LONDON, ON - The adoption of VoIP (Voice over Internet Protocol) technology is the death knell for traditional telephony, says a study from information technology research firm Info-Tech Research Group. According to Info-Tech Research Group, 23 percent of small- to mid-sized enterprises have already implemented VoIP technology and that number will grow to 50 percent within the next three years.

"VoIP is displacing traditional telephony services a lot faster than anyone expected," says George Goodall, research analyst at Info-Tech Research Group. "It means a whole change to the look and feel of an organization's IT infrastructure."

"While one network that handles applications and telephone calls is an IT manager's dream, the speed with which VoIP is coming to the market might be an IT manager's nightmare," Goodall says. "Senior managers are demanding the cost savings associated with VoIP, vendors are scrambling to reinvent their offerings, and IT managers are scrambling to implement the technology."

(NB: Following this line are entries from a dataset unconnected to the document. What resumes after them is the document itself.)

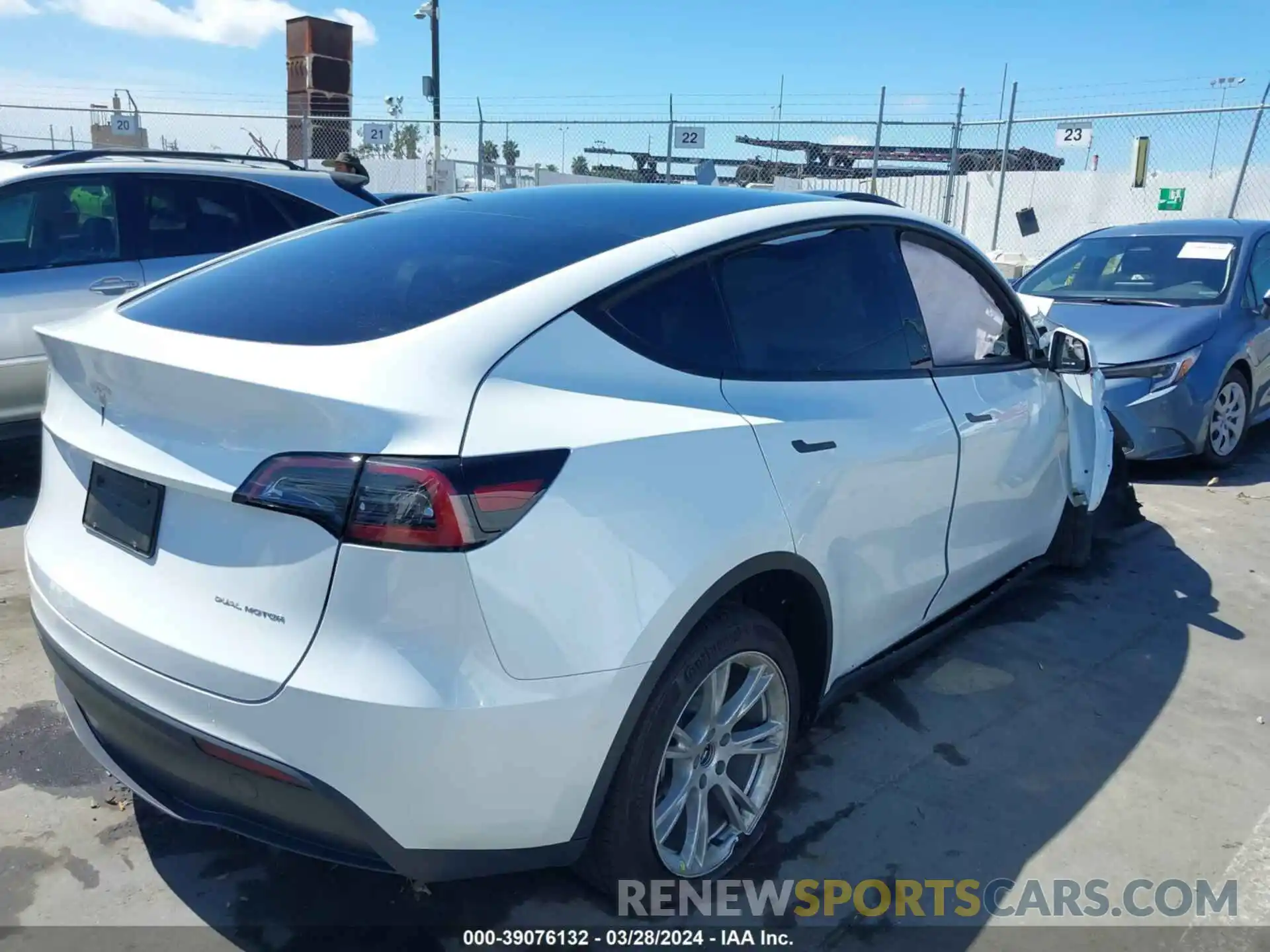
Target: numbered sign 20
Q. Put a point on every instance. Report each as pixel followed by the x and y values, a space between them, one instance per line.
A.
pixel 1074 135
pixel 376 134
pixel 690 136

Goodall points out that some traditional telephony infrastructure companies are meeting this challenge.

"Companies like Nortel and Avaya are aggressively introducing new VoIP products to the SME market. It may be too late," says Goodall. "They're racing against a group of young companies with products that specifically address the infrastructure limitations of SMEs. These products aren't just scaled down version of large-enterprise systems. Potentially, they're category killers."

"Within three to five years the majority of enterprises will have switched some portion of their network to VoIP," Goodall predicts. "By that time traditional telephony vendors will have met the challenge and reinvented themselves, or they'll be dead."

The findings are part of Info-Tech Research Group's recently released report on VoIP vendors.